"Advanced" Shader Fiddling?

Hello everybody, new here but been doing tech art on and off for the past few years. Last year I spent a long time at work making a new library of shaders for our artists and found working with cgfx in Maya very enjoyable and fairly painless in terms of having to understand very little code apart from the actual shader code.

So now I’m working on a shader project at home and I need to go a bit further than Maya will let me - in particular I would be interested in experimenting with DX10 geometry shaders to create fins along the outline of an object - something like http://developer.download.nvidia.com/SDK/10/direct3d/screenshots/samples/FurShellsAndFins.html, although its not for a fur shader). I would also like realtime shadows cast in my scene.

So, my question is whats the best app to use to get access to all the shader goodness with the least amount of fuss?

Maya is too limited as it doesn’t support render-to-texture (AFAIK) so shadowing is out.

I haven’t had much of a try with 3ds max yet, but I’ve read you can use render to texture and also post-process shaders? Is this the case? Does it support DX10 and geometry shaders too?

I’ve had a quick look at FX Composer, but something about it seems utterly hateful and counter-intuitive - also I loaded up the shadow demos and they were all a bit broken which didn’t bode well. However, if other people have had good experiences with it then I would be willing to give it another go!

Or are there any other apps which could help me out?

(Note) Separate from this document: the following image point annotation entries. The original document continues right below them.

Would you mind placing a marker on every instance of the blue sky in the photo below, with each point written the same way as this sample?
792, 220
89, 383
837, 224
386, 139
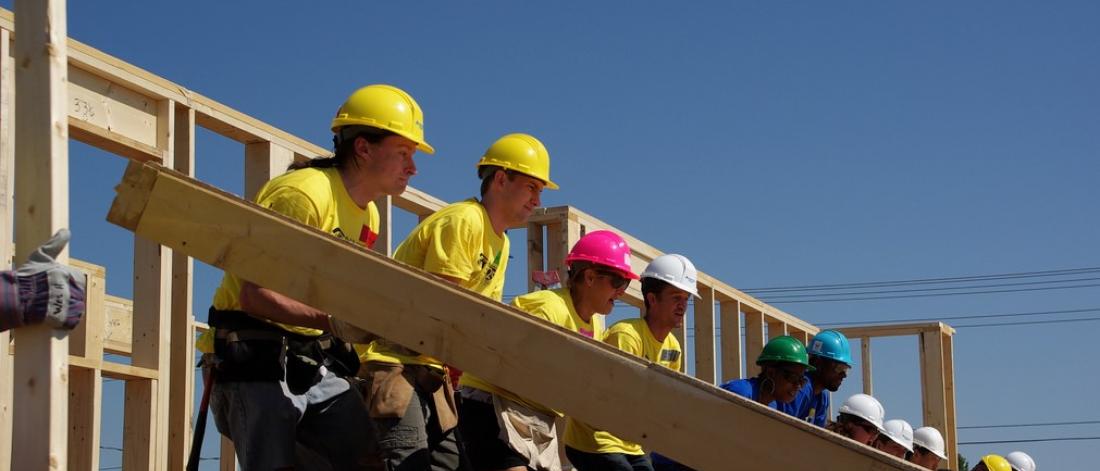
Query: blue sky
773, 143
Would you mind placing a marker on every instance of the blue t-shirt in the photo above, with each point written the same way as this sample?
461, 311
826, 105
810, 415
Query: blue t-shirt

The other alternative is of course to learn how to write a simple direct x app myself but thats probably biting off a bit more than I would care to chew. Again though I don’t really know how complicated and annoying this would be?

Thanks for any help!

Have you tried Render Monkey? demo version here:
http://ati.amd.com/developer/rendermonkey/downloads.html

Its very similar to FX Composer

Gareth

I have found both FX Composer and Render monkey to be not good enough. And I land up creating a frame work using XNA at the end. At least with that I had control of rendering pipeline. But I did not try the latest Max yet. Max seems lot more friendly with DX so it may be the way to go.